Si tenemos presente que en torno a un 90% de las nuevas marcas que se inician son pequeñas o muy pequeñas empresas exitosas comercialmente, escasas de recursos económicos iniciales y con un elevado afán de emprendimiento; sí son startups las nuevas franquicias, incluidas aquellas que han alcanzado un elevado nivel de desarrollo a lo largo de los años, pero que se iniciaron de igual forma con escasa presencia y escasos recursos económicos en su gran mayoría.

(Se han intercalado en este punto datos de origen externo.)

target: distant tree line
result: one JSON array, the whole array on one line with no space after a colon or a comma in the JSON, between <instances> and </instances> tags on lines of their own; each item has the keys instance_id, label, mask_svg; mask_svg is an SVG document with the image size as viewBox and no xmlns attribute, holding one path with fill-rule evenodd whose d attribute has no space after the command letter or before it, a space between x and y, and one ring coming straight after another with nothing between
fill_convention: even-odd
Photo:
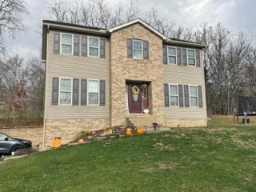
<instances>
[{"instance_id":1,"label":"distant tree line","mask_svg":"<svg viewBox=\"0 0 256 192\"><path fill-rule=\"evenodd\" d=\"M14 7L14 11L27 13L22 0L2 2L15 2L21 6ZM2 6L0 5L0 32L2 32L1 25L8 24L8 19L2 20L1 9ZM167 37L206 44L207 48L203 56L208 115L233 114L237 107L238 95L256 95L256 49L252 44L254 34L233 32L222 23L214 26L202 24L197 29L182 27L170 18L161 17L159 11L154 8L142 12L136 0L115 4L106 0L53 0L49 5L48 14L54 21L106 29L141 18ZM24 30L21 21L16 22L19 25L15 31ZM4 45L0 43L0 50L4 52ZM20 99L15 95L17 86L20 86L21 80L24 80L26 84L23 82L22 85L26 92L22 94L23 104L20 105L26 108L43 105L45 70L39 57L29 55L26 62L18 55L2 59L0 73L0 102L10 103L10 98ZM14 109L14 106L10 109Z\"/></svg>"}]
</instances>

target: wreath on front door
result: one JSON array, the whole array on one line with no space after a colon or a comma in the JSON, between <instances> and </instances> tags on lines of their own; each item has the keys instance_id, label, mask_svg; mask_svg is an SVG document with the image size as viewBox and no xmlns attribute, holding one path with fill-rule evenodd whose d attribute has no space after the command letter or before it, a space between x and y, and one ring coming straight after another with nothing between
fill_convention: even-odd
<instances>
[{"instance_id":1,"label":"wreath on front door","mask_svg":"<svg viewBox=\"0 0 256 192\"><path fill-rule=\"evenodd\" d=\"M133 93L133 94L138 94L140 90L137 86L133 86L131 87L131 92Z\"/></svg>"}]
</instances>

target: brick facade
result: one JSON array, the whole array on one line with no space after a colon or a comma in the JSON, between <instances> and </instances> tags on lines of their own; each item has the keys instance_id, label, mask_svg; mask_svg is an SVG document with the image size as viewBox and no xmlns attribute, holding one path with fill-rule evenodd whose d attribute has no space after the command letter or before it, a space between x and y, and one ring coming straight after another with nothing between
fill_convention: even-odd
<instances>
[{"instance_id":1,"label":"brick facade","mask_svg":"<svg viewBox=\"0 0 256 192\"><path fill-rule=\"evenodd\" d=\"M76 138L81 130L97 130L109 128L109 119L47 119L46 120L45 148L50 147L54 137L61 137L62 144Z\"/></svg>"},{"instance_id":2,"label":"brick facade","mask_svg":"<svg viewBox=\"0 0 256 192\"><path fill-rule=\"evenodd\" d=\"M127 58L127 38L148 41L149 59ZM111 125L125 123L126 80L150 82L150 114L163 122L162 39L139 23L117 30L110 37L110 63Z\"/></svg>"},{"instance_id":3,"label":"brick facade","mask_svg":"<svg viewBox=\"0 0 256 192\"><path fill-rule=\"evenodd\" d=\"M45 132L43 133L46 148L50 146L52 139L57 136L62 137L62 143L65 144L75 139L76 134L80 130L95 130L117 126L127 126L127 122L131 122L135 126L150 126L153 121L158 121L161 126L166 127L206 126L207 125L202 52L205 48L204 45L170 39L140 19L109 30L87 29L81 26L76 27L73 25L63 25L54 22L46 22L45 24L46 29L49 25L52 25L54 29L58 26L59 30L81 34L82 36L102 37L106 40L106 47L104 47L106 58L100 58L78 57L72 54L53 54L53 32L47 36L48 42L45 41L45 46L47 43L50 46L50 48L47 47L47 50L43 49L48 54L46 59L46 65L48 65L46 82L48 83L46 88L45 107L47 115L45 117ZM138 59L128 57L127 39L146 41L148 58ZM196 67L165 65L163 46L166 45L182 48L185 51L186 48L197 49L200 51L201 66ZM144 46L142 48L144 51L143 49ZM46 55L46 53L45 54ZM66 63L66 66L63 63ZM70 76L80 80L82 78L106 80L104 97L106 105L53 106L50 102L52 77ZM137 105L137 106L142 106L138 110L139 112L137 113L138 110L136 110L136 113L132 111L134 113L127 114L127 93L130 91L129 90L130 86L129 89L128 87L136 82L140 85L146 84L148 99L146 108L149 109L149 114L142 114L142 110L144 108ZM203 107L165 106L164 84L168 83L182 86L191 84L202 87L200 95L202 95ZM183 94L182 97L185 95Z\"/></svg>"}]
</instances>

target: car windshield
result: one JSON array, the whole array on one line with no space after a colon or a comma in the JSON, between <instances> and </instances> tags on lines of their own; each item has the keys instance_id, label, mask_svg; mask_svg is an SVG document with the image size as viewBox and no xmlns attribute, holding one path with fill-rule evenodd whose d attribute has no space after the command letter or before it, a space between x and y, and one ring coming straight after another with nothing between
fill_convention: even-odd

La diferencia entre una startup convencional y una startup franquicia es que las nuevas empresas que franquician parten de cuatro escenarios no siempre habituales en sus homólogas:

  • Parten de una experiencia probada de éxito.
  • Sus fundadores han invertido directamente en el negocio.
  • Están monetizadas o, lo que es lo mismo, presentan facturación establecida y casi siempre rentabilidad.
  • Son escalables fácilmente en un mercado propicio a su acogida.

startupSi es cierto que el crecimiento potencial de una startup basada en plataformas tecnológicas es potencialmente más elevado, más rápido y más internacionalizable en un corto espacio de tiempo, no carente de la aportación de elevados recursos económicos en diferentes rondas de financiación. No obstante, el número de empresas que realmente lo consiguen es muy escaso y el índice de fracaso es realmente elevado.

Por el contrario las franquicias consiguen niveles de desarrollo más moderados, continuos y a la vez más estables y más fácilmente predecibles con una muy inferior aportación de recursos económicos por parte de los inversores. A ello debe sumarse el creciente interés de cada vez más plataformas online por incorporarse en este sector, tanto a nivel nacional como internacional.

Entonces, ¿por qué la financiación se orienta habitualmente hacia startups tecnológicas y no llega a las nuevas empresas franquiciadoras? Pues principalmente, porque esta no está organizada y no son conocidas las ventajas que ofrece el sistema de franquicia. Tendremos un mayor espacio para profundizar en siguientes artículos.